OpenAI GPTs: Affordances Along the Path to Ubiquity
Why designing for specific intents and contexts will make LLMs more useful
Another atypical newsletter this time, although standard Thoughts + Things recommendations should return soon! I hope you enjoy this nonetheless.
Editor’s note: Well, timing can be funny. I wrote most of this essay last week prior to the events of the last few days. Most notably, Sam Altman’s ousting as CEO of OpenAI by the board and the subsequent mayhem. We’re not sure what is to come, especially as the vast majority of OpenAI employees are now threatening to quit and theoretically follow Sam and Greg Brockman to Microsoft.
This essay is not about any of that. Rather, I thought some people might find my thoughts on OpenAI’s launch of GPTs at their developer day interesting. Time will tell how relevant any of this is given the rocky state of OpenAI, but I hope some of these ideas will inspire or challenge how you think about LLMs, their interfaces, design affordances, and the importance of specific tools. To the OpenAI team, I find your work inspiring and hope the progress announced recently can find a home in whatever you all end up working on. Godspeed to you -- onwards!

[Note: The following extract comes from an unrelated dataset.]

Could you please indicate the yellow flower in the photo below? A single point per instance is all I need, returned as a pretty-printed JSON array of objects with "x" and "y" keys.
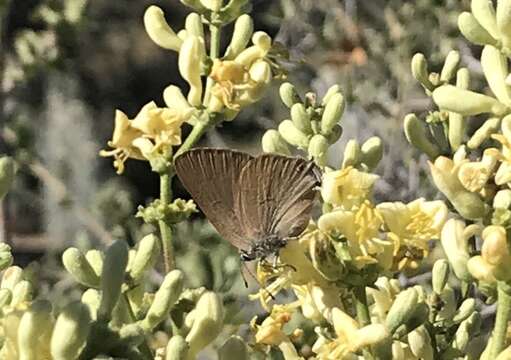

Also, I hope at least a few of you enjoy the option to listen to the post. My first time trying that. I’d recommend listening at >1x speed.
It's often easier to use a specific tool than a general tool. It helps to know precisely what something is used for. Our tools and goals shape each other: more specific goals make it easier to design the tools and vice versa.
(Images via Bret Victor)
Occasionally, tools can become so ubiquitous, flexible, or frictionless that a general tool outperforms a specific one. But this takes time and lots of iterations.
The smartphone is a good example of this evolution. Now, it’s obvious that one flexible device is better than a range of specific products ("an iPod, a phone, and an internet communicator... are you getting it?"). But it took quite a long time to get there and several failed attempts, such as General Magic, Palm, and a range of touchscreen phones. Even leading up to the iPhone's launch, it was obvious that an iPod and a Blackberry were each superior for their respective jobs.
This is often due to technical or design constraints. Making a product with the focused goal of creating the best music player is much easier than designing an all-purpose mobile computer that also plays music well. Generalized tools have competing design goals that can reduce their efficacy for a specific use case. Good design almost always comes from operating within some kind of constraints.
Specific tools can also win out initially for a different reason: they tell us what to do with them. By limiting our options, they make it easy for us to act. There is something wonderful about the simplest tools in the way they afford intuitive use for a given context. Who knows? Maybe we'll even see new kinds of single-purpose hardware again soon.
We're seeing an example of this dynamic play out now with OpenAI's ChatGPT: an exceptional general tool. Their recent announcement of custom GPTs is an exciting step toward leaning into the challenges I've laid out above, using increased specificity to move us toward a panacea-like super tool. While some have already written these off as technically insignificant, I believe they're the foundation for a dramatic expansion in the usability of LLM products like ChatGPT. GPTs afford us more agency by narrowing our intent and context.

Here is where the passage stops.